Principal Investigator

Ju Sun

Awardee Organization

University Of Minnesota
United States

Fiscal Year

2025

Activity Code

R01

Early Stage Investigator Grants (ESI)

Not Applicable

Project End Date

7/31/2027

NIH RePORTER

For more information, see NIH RePORTER Project 4R01CA287413-03

SCH: A New Computational Framework for Learning from Imbalanced Biomedical Data

Advances in cancer prevention, diagnosis, and treatment have dramatically improved long-term survival of those diagnosed with breast cancer. However, this success has been tempered by a parallel increased incidence of chronic conditions in breast cancer survivors, in particular cardiovascular disease (CVD), due at least in part to cardiotoxic treatment regimens.

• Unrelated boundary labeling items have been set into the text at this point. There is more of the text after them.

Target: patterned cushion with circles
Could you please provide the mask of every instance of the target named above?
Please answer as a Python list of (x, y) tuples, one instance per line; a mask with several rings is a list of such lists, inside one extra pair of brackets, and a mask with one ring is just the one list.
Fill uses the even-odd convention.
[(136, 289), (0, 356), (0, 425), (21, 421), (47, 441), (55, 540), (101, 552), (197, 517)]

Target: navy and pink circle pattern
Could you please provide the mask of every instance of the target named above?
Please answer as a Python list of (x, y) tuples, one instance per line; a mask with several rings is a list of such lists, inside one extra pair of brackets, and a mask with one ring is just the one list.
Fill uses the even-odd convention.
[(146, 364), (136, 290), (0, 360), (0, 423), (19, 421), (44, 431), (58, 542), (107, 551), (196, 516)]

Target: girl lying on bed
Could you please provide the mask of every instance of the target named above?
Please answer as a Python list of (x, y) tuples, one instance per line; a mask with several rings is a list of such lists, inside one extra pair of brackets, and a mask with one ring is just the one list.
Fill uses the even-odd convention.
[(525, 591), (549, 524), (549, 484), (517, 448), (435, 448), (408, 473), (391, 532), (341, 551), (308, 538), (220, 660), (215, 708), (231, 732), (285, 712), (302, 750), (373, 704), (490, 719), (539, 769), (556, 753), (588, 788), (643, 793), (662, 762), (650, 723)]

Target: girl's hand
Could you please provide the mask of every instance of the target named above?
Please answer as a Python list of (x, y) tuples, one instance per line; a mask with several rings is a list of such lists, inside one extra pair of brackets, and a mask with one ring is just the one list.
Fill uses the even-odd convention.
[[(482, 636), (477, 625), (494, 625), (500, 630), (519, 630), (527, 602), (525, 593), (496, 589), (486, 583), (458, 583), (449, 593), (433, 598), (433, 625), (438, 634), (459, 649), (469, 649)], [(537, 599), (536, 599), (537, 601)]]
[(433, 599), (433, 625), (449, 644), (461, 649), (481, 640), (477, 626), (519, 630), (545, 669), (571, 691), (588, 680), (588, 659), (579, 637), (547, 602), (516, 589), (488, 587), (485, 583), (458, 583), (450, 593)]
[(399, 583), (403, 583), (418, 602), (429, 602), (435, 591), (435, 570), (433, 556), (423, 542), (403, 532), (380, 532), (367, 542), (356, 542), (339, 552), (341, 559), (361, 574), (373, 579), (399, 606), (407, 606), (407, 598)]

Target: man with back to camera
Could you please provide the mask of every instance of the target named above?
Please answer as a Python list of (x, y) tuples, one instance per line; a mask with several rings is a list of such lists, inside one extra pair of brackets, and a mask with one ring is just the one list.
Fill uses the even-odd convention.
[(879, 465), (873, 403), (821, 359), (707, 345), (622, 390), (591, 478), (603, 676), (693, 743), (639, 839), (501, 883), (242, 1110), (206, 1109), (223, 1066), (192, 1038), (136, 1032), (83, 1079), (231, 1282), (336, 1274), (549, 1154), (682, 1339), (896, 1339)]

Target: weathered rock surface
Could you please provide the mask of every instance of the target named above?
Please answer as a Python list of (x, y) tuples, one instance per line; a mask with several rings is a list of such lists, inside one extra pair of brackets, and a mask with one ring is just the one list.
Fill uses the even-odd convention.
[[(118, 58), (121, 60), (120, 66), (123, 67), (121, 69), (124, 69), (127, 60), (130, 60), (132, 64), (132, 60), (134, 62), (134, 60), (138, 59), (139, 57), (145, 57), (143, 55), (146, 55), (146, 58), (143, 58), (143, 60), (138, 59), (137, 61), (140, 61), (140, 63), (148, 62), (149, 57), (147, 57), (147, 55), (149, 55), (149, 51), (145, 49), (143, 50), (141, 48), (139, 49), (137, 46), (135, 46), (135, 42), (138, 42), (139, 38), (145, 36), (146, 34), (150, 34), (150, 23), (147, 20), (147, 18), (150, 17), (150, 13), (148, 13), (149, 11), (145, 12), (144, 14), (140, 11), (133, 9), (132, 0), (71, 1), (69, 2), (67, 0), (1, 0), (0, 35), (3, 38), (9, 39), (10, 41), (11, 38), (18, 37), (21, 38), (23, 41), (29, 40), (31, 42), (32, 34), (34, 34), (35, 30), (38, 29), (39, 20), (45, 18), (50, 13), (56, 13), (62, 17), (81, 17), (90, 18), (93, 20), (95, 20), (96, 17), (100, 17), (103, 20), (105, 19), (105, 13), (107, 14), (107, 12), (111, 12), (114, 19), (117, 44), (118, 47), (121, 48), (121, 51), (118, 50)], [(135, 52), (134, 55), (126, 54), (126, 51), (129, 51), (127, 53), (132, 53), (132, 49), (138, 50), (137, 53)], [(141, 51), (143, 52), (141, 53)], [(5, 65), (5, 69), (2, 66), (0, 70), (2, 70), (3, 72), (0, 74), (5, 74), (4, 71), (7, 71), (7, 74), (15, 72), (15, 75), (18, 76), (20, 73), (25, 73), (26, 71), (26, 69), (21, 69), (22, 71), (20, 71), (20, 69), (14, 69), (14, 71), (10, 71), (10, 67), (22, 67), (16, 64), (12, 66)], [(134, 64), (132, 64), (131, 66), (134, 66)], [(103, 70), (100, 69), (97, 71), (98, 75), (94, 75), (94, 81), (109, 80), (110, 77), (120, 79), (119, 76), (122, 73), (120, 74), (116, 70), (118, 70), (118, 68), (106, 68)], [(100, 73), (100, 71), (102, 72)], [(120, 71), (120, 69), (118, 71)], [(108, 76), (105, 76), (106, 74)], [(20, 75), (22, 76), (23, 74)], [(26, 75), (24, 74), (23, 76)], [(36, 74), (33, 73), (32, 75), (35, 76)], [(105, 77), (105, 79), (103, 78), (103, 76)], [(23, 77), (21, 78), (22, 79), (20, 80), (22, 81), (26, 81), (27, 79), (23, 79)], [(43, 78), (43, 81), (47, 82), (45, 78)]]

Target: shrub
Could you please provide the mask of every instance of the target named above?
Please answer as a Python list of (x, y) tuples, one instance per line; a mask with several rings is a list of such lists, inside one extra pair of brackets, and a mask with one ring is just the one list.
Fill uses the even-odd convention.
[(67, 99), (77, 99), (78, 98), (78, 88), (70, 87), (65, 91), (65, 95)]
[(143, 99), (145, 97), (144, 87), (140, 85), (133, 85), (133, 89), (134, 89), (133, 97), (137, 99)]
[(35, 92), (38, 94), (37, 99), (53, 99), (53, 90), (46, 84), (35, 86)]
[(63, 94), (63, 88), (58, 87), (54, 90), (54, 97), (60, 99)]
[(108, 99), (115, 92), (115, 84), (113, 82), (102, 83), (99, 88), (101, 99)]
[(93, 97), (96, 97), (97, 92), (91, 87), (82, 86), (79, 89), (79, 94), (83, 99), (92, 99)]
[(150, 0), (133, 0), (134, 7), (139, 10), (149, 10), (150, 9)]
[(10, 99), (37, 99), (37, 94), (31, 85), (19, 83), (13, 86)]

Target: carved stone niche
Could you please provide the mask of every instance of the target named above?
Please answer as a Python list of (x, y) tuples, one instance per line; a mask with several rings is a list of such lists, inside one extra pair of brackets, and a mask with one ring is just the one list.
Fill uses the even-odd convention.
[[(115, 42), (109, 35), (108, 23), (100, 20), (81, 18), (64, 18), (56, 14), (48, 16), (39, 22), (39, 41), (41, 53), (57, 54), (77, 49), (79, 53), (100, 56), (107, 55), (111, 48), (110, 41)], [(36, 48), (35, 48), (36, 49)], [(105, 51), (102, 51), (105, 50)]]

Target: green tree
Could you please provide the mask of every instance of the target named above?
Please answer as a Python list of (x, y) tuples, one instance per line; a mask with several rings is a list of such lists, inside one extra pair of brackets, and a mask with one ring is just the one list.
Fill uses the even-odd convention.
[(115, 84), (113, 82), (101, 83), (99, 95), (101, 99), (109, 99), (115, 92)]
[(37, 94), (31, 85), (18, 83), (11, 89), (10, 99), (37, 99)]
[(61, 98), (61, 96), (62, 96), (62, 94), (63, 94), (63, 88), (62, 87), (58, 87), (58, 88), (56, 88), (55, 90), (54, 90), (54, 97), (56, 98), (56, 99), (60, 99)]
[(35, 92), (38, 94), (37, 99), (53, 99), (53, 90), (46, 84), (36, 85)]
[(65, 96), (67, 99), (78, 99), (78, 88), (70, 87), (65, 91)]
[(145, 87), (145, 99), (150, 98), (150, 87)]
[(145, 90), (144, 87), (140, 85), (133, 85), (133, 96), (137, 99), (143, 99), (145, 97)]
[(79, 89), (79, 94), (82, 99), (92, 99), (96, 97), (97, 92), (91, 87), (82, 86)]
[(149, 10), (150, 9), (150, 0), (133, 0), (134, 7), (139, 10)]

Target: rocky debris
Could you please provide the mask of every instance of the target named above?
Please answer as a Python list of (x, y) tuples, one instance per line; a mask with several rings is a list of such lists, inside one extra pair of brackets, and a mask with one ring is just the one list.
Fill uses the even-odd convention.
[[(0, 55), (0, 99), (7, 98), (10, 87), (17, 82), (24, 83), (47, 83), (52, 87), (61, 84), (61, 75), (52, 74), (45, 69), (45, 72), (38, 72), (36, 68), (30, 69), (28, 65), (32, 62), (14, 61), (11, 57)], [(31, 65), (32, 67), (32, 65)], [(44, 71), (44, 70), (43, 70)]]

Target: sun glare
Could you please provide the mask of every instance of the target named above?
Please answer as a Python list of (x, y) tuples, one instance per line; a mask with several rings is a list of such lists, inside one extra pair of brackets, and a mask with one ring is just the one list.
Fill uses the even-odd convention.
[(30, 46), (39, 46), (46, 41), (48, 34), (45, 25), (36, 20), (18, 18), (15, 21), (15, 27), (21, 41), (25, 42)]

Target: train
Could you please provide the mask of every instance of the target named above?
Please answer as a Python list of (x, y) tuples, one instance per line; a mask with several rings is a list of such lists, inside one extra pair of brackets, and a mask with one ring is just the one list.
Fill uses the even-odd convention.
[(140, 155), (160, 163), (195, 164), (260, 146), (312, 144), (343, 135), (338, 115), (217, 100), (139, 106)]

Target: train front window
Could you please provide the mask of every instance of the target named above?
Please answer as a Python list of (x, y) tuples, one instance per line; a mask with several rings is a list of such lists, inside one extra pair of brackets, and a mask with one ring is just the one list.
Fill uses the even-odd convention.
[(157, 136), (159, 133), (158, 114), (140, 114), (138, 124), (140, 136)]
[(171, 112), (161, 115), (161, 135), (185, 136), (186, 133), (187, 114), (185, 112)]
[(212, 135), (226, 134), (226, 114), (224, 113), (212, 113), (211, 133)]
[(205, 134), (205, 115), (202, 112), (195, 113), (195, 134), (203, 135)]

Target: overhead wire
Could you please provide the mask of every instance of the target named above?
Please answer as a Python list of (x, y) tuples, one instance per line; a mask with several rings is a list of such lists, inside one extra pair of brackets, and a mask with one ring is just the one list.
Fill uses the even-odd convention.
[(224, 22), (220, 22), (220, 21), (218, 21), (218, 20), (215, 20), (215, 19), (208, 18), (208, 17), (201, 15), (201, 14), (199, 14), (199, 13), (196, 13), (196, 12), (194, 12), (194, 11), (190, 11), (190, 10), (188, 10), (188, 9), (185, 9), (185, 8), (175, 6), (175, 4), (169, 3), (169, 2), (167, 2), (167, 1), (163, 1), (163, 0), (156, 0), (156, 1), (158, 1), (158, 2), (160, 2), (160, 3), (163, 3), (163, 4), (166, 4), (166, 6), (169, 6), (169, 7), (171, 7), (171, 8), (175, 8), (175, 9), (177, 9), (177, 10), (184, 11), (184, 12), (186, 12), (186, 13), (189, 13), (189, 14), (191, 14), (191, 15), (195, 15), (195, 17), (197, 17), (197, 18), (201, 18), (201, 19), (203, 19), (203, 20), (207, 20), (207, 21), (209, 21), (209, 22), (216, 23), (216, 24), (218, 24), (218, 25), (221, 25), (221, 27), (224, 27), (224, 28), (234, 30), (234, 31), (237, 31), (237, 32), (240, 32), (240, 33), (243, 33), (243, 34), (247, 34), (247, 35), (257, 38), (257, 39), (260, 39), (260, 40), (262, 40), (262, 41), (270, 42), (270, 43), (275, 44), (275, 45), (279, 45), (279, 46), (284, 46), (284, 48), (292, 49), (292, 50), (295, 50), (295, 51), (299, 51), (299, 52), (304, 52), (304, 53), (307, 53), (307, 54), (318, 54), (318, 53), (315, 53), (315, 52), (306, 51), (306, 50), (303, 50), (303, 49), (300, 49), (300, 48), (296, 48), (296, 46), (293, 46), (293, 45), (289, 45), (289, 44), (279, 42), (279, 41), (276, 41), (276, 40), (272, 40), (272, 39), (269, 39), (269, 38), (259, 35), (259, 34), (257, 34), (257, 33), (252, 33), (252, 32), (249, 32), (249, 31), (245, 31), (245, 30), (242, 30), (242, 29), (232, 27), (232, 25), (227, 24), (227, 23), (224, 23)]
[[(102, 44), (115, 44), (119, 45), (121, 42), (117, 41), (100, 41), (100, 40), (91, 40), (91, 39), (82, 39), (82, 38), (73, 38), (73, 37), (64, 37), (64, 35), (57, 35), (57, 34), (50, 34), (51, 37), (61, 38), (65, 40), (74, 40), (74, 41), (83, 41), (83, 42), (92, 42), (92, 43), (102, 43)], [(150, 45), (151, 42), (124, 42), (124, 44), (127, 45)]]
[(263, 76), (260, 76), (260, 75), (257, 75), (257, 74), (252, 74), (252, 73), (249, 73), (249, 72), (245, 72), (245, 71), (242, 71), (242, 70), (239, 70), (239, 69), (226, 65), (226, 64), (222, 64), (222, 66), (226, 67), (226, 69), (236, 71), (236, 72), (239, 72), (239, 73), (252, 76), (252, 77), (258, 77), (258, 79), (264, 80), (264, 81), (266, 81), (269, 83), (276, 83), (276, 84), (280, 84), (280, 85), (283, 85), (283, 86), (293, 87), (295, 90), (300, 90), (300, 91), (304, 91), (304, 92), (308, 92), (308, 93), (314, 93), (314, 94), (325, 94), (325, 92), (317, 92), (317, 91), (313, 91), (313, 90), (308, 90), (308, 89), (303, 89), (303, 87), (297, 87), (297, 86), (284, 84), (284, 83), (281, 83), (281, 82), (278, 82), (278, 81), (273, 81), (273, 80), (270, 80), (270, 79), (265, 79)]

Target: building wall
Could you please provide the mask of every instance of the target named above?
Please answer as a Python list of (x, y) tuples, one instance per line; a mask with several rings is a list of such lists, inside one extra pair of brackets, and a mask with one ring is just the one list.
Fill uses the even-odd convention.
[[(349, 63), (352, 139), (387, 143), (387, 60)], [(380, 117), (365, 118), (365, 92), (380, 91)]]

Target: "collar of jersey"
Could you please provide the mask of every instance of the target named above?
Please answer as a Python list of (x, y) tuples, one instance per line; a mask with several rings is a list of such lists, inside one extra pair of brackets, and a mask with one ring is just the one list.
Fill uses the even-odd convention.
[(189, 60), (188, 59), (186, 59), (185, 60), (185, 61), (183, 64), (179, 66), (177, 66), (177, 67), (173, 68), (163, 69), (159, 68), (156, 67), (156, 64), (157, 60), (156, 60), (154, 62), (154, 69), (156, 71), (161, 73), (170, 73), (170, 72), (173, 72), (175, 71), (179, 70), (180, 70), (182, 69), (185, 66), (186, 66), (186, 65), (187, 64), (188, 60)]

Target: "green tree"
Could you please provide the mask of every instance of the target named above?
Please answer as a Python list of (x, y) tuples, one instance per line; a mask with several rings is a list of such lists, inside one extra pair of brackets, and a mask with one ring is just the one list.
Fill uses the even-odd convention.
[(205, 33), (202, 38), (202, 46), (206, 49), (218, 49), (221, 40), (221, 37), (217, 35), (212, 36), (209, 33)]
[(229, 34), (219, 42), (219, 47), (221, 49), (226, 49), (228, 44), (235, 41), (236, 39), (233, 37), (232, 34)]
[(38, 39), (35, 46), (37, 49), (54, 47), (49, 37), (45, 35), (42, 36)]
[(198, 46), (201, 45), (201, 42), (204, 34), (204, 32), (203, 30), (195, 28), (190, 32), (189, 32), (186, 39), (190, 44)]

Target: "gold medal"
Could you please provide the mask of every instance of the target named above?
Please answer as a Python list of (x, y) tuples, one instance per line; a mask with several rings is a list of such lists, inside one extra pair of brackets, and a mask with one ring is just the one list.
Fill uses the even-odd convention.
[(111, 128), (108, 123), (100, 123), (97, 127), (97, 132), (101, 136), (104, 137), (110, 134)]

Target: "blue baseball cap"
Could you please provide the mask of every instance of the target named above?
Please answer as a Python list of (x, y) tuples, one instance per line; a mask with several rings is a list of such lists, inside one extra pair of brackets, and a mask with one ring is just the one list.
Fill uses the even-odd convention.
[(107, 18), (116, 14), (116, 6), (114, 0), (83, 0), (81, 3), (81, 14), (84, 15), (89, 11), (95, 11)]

Current evidence-based guidelines for preventing and controlling CVD in breast cancer survivors are broad, and we lack clear guidance for assessing individualized risks of cardiovascular events. Existing CVD risk prediction models focus on the general population and rely only on a limited number of variables. The adoption and integration of electronic health record (EHR) systems has provided a wealth of information about individual characteristics at the point of care, including unstructured clinical narratives, imaging data, and structured clinical variables. However, the real-world EHR data is highly imbalanced including the fraction of patients with CVD outcomes and the uniform distribution of time for the CVD development since BC diagnosis. Our overarching goal is to develop solid computational and theoretical foundations for learning from imbalanced real-world data, with an emphasis on BC-CVD outcome risk prediction. Specifically, we will develop a computational framework for imbalanced classification and imbalanced regression tasks on the CVD risk prediction among BC survivors using multimodal EHR data. The successful implementation of this project would lay a computational foundation for imbalanced learning and can provide more accurate tools for predicting BC CVD outcomes.